Yes, eBuddy has a messaging platform, which supports apps on smart phones and a web interface for sending messages through the Internet as an SMS replacement, and features media messaging, location discovery of other contacts, and several other features. We are now focusing on supporting group conversations with control over sharing your media and locations. It’s a hybrid social app with a messaging app.
Excellent. Is that cross-platform as well?
Yes, we currently support iPhone, Android and the Web.
So how is Cassandra incorporated into the mix there at eBuddy?
We use Cassandra as our primary database for several different services. We also use MySQL, and Hadoop for data warehousing. For Cassandra we use it for our user data and our discovery service for finding new contacts is built on top of that, and we also use Cassandra for our persistent sessions storage. In addition we use it for message history and for a Geo Hashing database for location discovery so that you can find people who are nearby that are using XMS, which is the name of our messaging application.
Very interesting. So it stores the actual location then in Cassandra?
Yes, using Geo Hashing we store the hash of grids based on latitude and longitude.
Very cool. Was there another technology that you had evaluated or compared Cassandra against before going with Cassandra?
Yeah we also took a close look at HBase as a possibility and finally decided on Cassandra for a number of reasons—it’s written in Java, it’s open source and it’s very easy to add and remove nodes. Easy setup was one of the big things for me in that it is so easy to just get up and running compared to some other solutions. We also use Hadoop in our company but we use that for our data warehouse, a very different purpose.
Could you share with us a little bit about what your deployment looks like?
We basically have three different classes of machines that we use in three different clusters. One is our user data service where we use four hosts and have a replication factor of three. That’s with an eight core with hyperthreading RAID 10 discs and 48 gigs of RAM. That is part of the same cluster with our data warehouse machines, which is actually only one machine, but in a separate data center.

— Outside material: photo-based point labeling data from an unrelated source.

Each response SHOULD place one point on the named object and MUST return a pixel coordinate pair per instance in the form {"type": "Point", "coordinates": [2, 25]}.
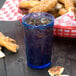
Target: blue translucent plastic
{"type": "Point", "coordinates": [38, 41]}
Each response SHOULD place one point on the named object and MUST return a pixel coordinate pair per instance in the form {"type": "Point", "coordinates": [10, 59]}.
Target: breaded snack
{"type": "Point", "coordinates": [62, 11]}
{"type": "Point", "coordinates": [28, 4]}
{"type": "Point", "coordinates": [8, 43]}
{"type": "Point", "coordinates": [57, 70]}
{"type": "Point", "coordinates": [44, 6]}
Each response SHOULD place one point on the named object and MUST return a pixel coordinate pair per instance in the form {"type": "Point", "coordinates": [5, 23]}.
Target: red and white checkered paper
{"type": "Point", "coordinates": [9, 12]}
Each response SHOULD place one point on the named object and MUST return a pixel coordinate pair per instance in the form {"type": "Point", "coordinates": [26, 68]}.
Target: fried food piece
{"type": "Point", "coordinates": [57, 70]}
{"type": "Point", "coordinates": [62, 11]}
{"type": "Point", "coordinates": [44, 6]}
{"type": "Point", "coordinates": [8, 43]}
{"type": "Point", "coordinates": [28, 4]}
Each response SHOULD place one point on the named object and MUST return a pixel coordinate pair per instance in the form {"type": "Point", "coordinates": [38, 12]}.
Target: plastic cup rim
{"type": "Point", "coordinates": [39, 25]}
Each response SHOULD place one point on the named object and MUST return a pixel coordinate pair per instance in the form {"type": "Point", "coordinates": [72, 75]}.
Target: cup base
{"type": "Point", "coordinates": [38, 67]}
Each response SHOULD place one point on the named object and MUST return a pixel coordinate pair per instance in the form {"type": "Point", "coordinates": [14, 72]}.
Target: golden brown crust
{"type": "Point", "coordinates": [28, 4]}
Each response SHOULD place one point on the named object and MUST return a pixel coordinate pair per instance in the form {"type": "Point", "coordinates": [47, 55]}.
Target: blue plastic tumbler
{"type": "Point", "coordinates": [38, 40]}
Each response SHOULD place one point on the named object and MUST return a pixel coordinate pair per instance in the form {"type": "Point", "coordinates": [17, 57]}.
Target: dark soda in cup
{"type": "Point", "coordinates": [38, 38]}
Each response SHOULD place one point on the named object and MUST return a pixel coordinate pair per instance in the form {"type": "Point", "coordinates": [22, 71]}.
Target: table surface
{"type": "Point", "coordinates": [64, 53]}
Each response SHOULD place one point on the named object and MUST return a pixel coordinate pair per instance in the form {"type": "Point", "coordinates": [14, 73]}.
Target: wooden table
{"type": "Point", "coordinates": [64, 53]}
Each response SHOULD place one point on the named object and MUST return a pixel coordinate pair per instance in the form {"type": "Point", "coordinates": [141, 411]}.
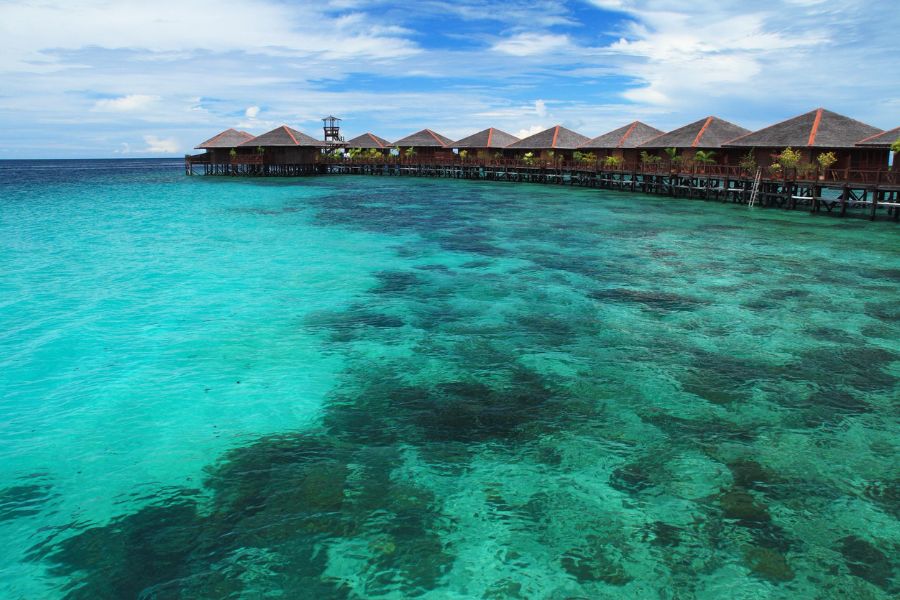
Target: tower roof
{"type": "Point", "coordinates": [709, 132]}
{"type": "Point", "coordinates": [555, 138]}
{"type": "Point", "coordinates": [818, 128]}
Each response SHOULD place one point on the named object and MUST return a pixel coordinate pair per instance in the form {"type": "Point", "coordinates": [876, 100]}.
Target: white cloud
{"type": "Point", "coordinates": [157, 145]}
{"type": "Point", "coordinates": [30, 29]}
{"type": "Point", "coordinates": [531, 44]}
{"type": "Point", "coordinates": [129, 103]}
{"type": "Point", "coordinates": [525, 132]}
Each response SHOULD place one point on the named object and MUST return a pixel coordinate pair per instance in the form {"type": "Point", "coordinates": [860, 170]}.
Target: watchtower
{"type": "Point", "coordinates": [332, 129]}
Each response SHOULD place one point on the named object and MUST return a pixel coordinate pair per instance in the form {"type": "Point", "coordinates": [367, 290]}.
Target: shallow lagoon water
{"type": "Point", "coordinates": [354, 387]}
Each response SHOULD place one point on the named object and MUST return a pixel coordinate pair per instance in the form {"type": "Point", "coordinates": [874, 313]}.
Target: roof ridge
{"type": "Point", "coordinates": [815, 128]}
{"type": "Point", "coordinates": [218, 135]}
{"type": "Point", "coordinates": [702, 131]}
{"type": "Point", "coordinates": [436, 138]}
{"type": "Point", "coordinates": [374, 139]}
{"type": "Point", "coordinates": [897, 129]}
{"type": "Point", "coordinates": [288, 131]}
{"type": "Point", "coordinates": [625, 137]}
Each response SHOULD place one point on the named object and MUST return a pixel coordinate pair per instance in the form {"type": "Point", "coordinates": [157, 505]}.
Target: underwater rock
{"type": "Point", "coordinates": [395, 282]}
{"type": "Point", "coordinates": [739, 504]}
{"type": "Point", "coordinates": [655, 300]}
{"type": "Point", "coordinates": [750, 474]}
{"type": "Point", "coordinates": [768, 563]}
{"type": "Point", "coordinates": [866, 561]}
{"type": "Point", "coordinates": [665, 534]}
{"type": "Point", "coordinates": [631, 477]}
{"type": "Point", "coordinates": [595, 562]}
{"type": "Point", "coordinates": [885, 494]}
{"type": "Point", "coordinates": [712, 387]}
{"type": "Point", "coordinates": [503, 589]}
{"type": "Point", "coordinates": [23, 500]}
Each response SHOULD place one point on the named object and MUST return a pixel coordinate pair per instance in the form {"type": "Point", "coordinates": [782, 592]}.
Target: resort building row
{"type": "Point", "coordinates": [817, 139]}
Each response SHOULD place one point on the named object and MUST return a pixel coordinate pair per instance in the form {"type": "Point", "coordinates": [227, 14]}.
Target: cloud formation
{"type": "Point", "coordinates": [129, 103]}
{"type": "Point", "coordinates": [106, 74]}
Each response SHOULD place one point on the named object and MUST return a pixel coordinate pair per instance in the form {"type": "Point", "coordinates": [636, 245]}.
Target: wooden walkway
{"type": "Point", "coordinates": [843, 193]}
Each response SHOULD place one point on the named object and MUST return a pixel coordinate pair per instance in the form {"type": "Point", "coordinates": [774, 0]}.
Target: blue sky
{"type": "Point", "coordinates": [101, 78]}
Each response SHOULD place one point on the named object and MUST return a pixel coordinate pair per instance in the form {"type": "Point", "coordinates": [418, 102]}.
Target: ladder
{"type": "Point", "coordinates": [754, 191]}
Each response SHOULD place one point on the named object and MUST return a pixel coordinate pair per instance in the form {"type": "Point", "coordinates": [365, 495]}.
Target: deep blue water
{"type": "Point", "coordinates": [349, 387]}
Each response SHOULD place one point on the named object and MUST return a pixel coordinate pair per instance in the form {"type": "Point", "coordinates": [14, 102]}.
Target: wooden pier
{"type": "Point", "coordinates": [842, 192]}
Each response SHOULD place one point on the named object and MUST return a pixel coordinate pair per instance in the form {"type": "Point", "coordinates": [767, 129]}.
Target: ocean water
{"type": "Point", "coordinates": [349, 387]}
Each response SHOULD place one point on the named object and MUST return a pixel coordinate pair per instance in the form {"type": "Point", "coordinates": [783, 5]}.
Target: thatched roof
{"type": "Point", "coordinates": [488, 138]}
{"type": "Point", "coordinates": [881, 140]}
{"type": "Point", "coordinates": [368, 140]}
{"type": "Point", "coordinates": [629, 136]}
{"type": "Point", "coordinates": [555, 138]}
{"type": "Point", "coordinates": [818, 128]}
{"type": "Point", "coordinates": [710, 132]}
{"type": "Point", "coordinates": [424, 139]}
{"type": "Point", "coordinates": [286, 136]}
{"type": "Point", "coordinates": [227, 139]}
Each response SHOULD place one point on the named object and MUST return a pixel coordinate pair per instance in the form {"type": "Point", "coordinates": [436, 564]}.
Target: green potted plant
{"type": "Point", "coordinates": [674, 160]}
{"type": "Point", "coordinates": [649, 160]}
{"type": "Point", "coordinates": [789, 159]}
{"type": "Point", "coordinates": [748, 162]}
{"type": "Point", "coordinates": [612, 162]}
{"type": "Point", "coordinates": [705, 157]}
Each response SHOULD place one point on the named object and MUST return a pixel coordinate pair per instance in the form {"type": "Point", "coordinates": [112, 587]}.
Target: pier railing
{"type": "Point", "coordinates": [855, 175]}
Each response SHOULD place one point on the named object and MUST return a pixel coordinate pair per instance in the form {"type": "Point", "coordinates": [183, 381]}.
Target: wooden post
{"type": "Point", "coordinates": [845, 191]}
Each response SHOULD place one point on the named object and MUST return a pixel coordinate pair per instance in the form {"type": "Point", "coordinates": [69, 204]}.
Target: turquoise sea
{"type": "Point", "coordinates": [365, 387]}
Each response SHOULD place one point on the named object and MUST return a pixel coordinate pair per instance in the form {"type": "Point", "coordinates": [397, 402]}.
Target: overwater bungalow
{"type": "Point", "coordinates": [218, 147]}
{"type": "Point", "coordinates": [368, 145]}
{"type": "Point", "coordinates": [368, 141]}
{"type": "Point", "coordinates": [622, 142]}
{"type": "Point", "coordinates": [486, 143]}
{"type": "Point", "coordinates": [425, 144]}
{"type": "Point", "coordinates": [812, 134]}
{"type": "Point", "coordinates": [881, 144]}
{"type": "Point", "coordinates": [549, 145]}
{"type": "Point", "coordinates": [284, 146]}
{"type": "Point", "coordinates": [707, 134]}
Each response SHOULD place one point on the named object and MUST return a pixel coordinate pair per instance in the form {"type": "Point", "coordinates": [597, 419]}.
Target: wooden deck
{"type": "Point", "coordinates": [843, 192]}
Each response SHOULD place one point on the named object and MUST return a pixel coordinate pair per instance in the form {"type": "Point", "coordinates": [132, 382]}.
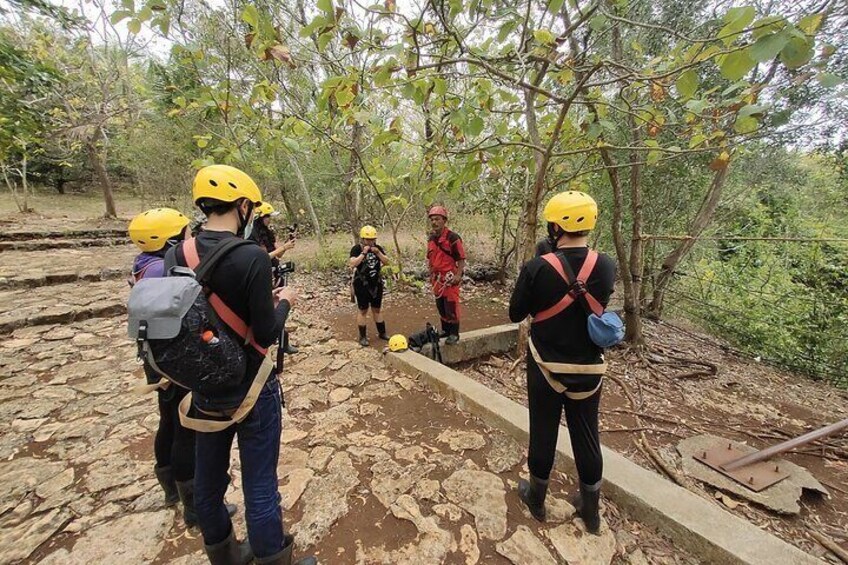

We use that for calculating second-degree suggestions. We also use Neo4J there in conjunction with that for graph calculations. That machine is SSD drives 2.1 terabyte, and 48 gigs of RAM. Then we have our persistent session store cluster, which is four machines, 64 gigs, 12 cores with hyperthreading and also SSDs two 256 gig SSDs.
Are you currently utilizing a multi data center replication then?
Only for our data warehouse. We have our user data cluster, which is also used for message history and that is connected to our data warehouse machine in the same cluster in a separate data center where we just send one replica over to the data warehouse machine so that it can use that information for calculating the second degree suggestions. Then we use the data with the three replicas as our primary productions database.
For someone who’s just getting started with Cassandra what advice do you have for them that is going to be beneficial for their entry into using it?
My advice is just to install it locally and play around with and write some test cases because it’s so easy just to get up and running that it’s very little effort to do so, and to just use it is my best advice. Start your development with it play around with it.
I think that’s all the questions that I have for you today but before we sign off here is there anything else that you would like to add about Cassandra or eBuddy?
I think it’s been a positive experience to host the meet-ups at eBuddy and meet other people that are using Cassandra, and the Netherlands, and Amsterdam. We’ve had people come from other cities in the Netherlands to give presentations on what they’re doing and it’s just been very satisfying to see other people coming and being able to network in that way, and to get questions answered. The support from Datstax has also been very good. Hayato Shimizu and John Glendenning came from London to our meet-up. That was a very positive thing and I think it attracted more people to come to our meet-up. Yeah it’s very good.
Definitely. If there’s anything else you’d like to add, share with the readers today?
I guess I am just looking forward to seeing the new features that are coming, especially nested collections and user data types. I think those are really cool features so I’m looking forward to working with them.
Very cool. We’re looking forward to all the other upcoming updates as well. Thank you so much for joining us today.